Let’s be real: It’s absolutely amazing that I could make something as complicated as this, exactly how I imagined it, just by describing it in English and a collective hour or two of testing. And though I like to code and have been bummed for a while that most straightforward coding like this is going the way of the dodo, this experience of not coding and instead just setting requirements and playing with the result was also a lot of fun. More fun than tearing through codespam in a tool like Cursor. And frankly, I would never spend time making something like this if I had to code it all from scratch.

A Plateau?

I’ve already read more than enough takes that GPT-5 signals the end of the current wave of AI, as a sort of intelligence plateau somewhere just below humans.

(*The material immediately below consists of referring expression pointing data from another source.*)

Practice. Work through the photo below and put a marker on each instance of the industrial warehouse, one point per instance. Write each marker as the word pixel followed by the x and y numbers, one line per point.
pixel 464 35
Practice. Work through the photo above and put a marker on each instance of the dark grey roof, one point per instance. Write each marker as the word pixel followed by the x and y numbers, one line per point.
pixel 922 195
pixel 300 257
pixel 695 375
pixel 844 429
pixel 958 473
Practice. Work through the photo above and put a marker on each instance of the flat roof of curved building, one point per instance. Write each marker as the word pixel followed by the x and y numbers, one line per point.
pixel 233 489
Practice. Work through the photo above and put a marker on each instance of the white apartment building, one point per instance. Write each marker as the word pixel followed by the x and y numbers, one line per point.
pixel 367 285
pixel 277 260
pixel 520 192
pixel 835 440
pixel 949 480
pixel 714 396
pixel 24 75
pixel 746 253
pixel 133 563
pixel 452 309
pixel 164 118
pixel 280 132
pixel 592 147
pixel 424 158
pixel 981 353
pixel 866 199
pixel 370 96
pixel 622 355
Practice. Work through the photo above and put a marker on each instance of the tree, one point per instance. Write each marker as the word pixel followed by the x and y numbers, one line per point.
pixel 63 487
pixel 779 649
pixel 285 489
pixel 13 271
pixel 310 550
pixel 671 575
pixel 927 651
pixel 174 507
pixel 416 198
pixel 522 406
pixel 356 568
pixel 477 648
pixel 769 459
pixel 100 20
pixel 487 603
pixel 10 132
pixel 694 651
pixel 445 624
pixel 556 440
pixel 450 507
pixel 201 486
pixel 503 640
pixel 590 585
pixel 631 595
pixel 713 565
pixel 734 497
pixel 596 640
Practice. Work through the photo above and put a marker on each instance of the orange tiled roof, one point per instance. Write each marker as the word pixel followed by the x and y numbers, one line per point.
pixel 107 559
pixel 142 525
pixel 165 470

We should observe that we did not foresee the advancements that would get us from GPT-4 to GPT-5. Yet here we are: GPT-4 was barely able to write 200 lines of buggy solar system code, and GPT-5 one-shots it. The core model under the hood is likely a bit better, but it was proper tooling and reinforcement training on that tooling that really made the difference. And from what I hear, there are many other avenues of work that researchers say are still in early stages, such as reinforcement training on long-running agentic tasks and building the synthetic datasets that will allow for that.

So, even though GPT-5 doesn’t seem like a huge advancement from models like o3 and Sonnet 4, hindsight makes the upward trajectory clear.

No matter how fast we see progress, there is clearly a ton of fun to have along the way!